The men clambering across the gangway in the ghost-light dusk will tell you this isn’t their ship. In some ways that couldn’t be further from the truth. You can see it in the easy swing of the hands along the rope rail, the way they almost bounce as they settle on the teak deck.
Dozens of people like these three men are the heart of the Spirit of South Carolina, the volunteers and sometimes employees who looked up from setting the ribs of the tall ship’s hull more than a decade ago, eyed the spectators in the wooden stands and told each other, “You either get splinters in your hand working on the boat or you get splinters in your butt watching.”

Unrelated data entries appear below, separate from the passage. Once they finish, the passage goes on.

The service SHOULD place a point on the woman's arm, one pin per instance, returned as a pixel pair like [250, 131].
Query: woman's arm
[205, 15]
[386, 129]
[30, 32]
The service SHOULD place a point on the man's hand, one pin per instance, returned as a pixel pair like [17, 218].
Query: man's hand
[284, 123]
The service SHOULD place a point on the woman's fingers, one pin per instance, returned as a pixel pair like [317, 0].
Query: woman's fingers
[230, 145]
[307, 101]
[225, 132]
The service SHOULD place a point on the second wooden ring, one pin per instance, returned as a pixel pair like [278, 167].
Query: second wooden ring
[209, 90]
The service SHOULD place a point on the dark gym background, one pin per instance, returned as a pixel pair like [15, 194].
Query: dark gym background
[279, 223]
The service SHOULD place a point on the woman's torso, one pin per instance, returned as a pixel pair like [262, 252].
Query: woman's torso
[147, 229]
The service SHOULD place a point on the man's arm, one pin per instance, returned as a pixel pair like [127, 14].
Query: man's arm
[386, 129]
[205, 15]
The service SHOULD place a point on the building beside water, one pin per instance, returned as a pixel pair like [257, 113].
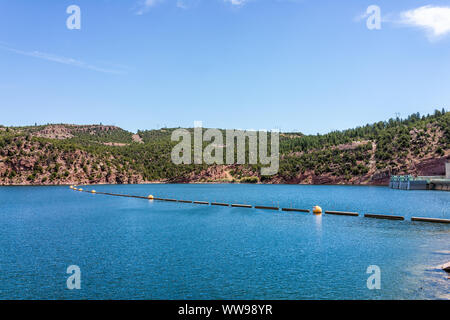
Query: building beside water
[409, 182]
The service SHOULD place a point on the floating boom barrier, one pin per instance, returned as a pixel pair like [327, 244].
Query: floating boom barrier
[260, 207]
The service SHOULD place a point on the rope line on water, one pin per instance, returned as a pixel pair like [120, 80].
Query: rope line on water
[316, 210]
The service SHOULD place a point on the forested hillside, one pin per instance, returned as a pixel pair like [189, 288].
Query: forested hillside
[66, 154]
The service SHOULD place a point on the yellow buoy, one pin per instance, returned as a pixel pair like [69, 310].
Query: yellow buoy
[317, 210]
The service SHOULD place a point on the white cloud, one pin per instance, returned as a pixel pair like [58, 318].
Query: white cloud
[436, 20]
[236, 2]
[144, 5]
[59, 59]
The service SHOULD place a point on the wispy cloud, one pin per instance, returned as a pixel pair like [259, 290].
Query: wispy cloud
[436, 20]
[144, 6]
[59, 59]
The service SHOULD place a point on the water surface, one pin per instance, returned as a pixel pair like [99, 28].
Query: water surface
[137, 249]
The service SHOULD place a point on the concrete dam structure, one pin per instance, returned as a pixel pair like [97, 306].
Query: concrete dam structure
[409, 182]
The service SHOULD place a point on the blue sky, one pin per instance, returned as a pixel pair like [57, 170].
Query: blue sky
[305, 65]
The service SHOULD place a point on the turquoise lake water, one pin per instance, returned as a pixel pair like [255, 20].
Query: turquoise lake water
[137, 249]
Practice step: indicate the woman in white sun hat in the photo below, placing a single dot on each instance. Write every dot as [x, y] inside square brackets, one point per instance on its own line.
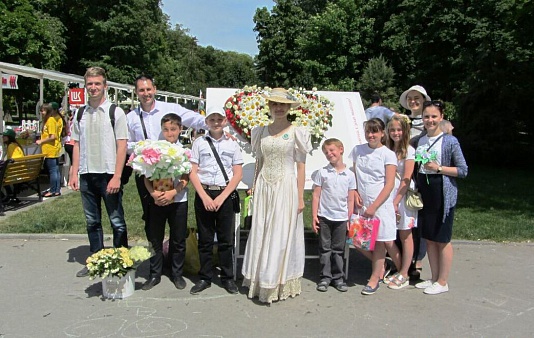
[274, 256]
[412, 99]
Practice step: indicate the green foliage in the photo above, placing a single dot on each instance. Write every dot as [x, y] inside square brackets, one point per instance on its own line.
[378, 77]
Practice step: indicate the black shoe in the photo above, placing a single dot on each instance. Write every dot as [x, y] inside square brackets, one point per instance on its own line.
[229, 285]
[341, 286]
[200, 286]
[83, 272]
[150, 283]
[179, 283]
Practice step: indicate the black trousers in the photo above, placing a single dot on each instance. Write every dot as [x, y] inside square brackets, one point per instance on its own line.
[145, 198]
[176, 215]
[209, 223]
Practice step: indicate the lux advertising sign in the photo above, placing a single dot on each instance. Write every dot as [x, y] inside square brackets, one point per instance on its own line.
[76, 96]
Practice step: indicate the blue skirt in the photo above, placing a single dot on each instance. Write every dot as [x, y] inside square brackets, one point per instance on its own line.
[433, 228]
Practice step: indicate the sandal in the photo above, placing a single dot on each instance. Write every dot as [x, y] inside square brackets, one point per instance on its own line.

They are the ones who held fast when the effort to operate the Lowcountry’s own replica pilot schooner went up on the rocks in debt and the S.C. Maritime Foundation that owned it collapsed. They kept trying new tacks and hounded people to keep it in Charleston, where it was built.
After TD Bank foreclosed on it, the volunteers stood tense as a knot on that teak deck while the auctioneer chanted out bids. Their jubilant roar zinged straight up the spine when local businessmen Tommy Baker and Michael Bennett bested out-of-town interests.
They kept the Spirit alive. There’s no need to even ask why. Mount Pleasant boat builder Ted Bullock hesitates, nods. His eyes run over the hull frames he helped set. “I’m part of this ship,” he said. “There’s blood, sweat and tears that are mine in the bilge.”
Like all good sea tales, the saga of the Spirit begins at “Beer: 30,” the Friday afternoon gatherings in shipwright Mark Bayne’s boatyard at the mouth of Shem Creek, with a view across the harbor to the peninsula skyline. Kick-back time after a week of hard work; nearly every one of the regulars had a hand in building boats.
It was the 1990s. Sailing in the Lowcountry was in the midst of a resurgence. The BOC Challenge — that epic, around-the-world, solo sail race — was now launching from Charleston and the finest in the world were here. The Maritime Festival had opened.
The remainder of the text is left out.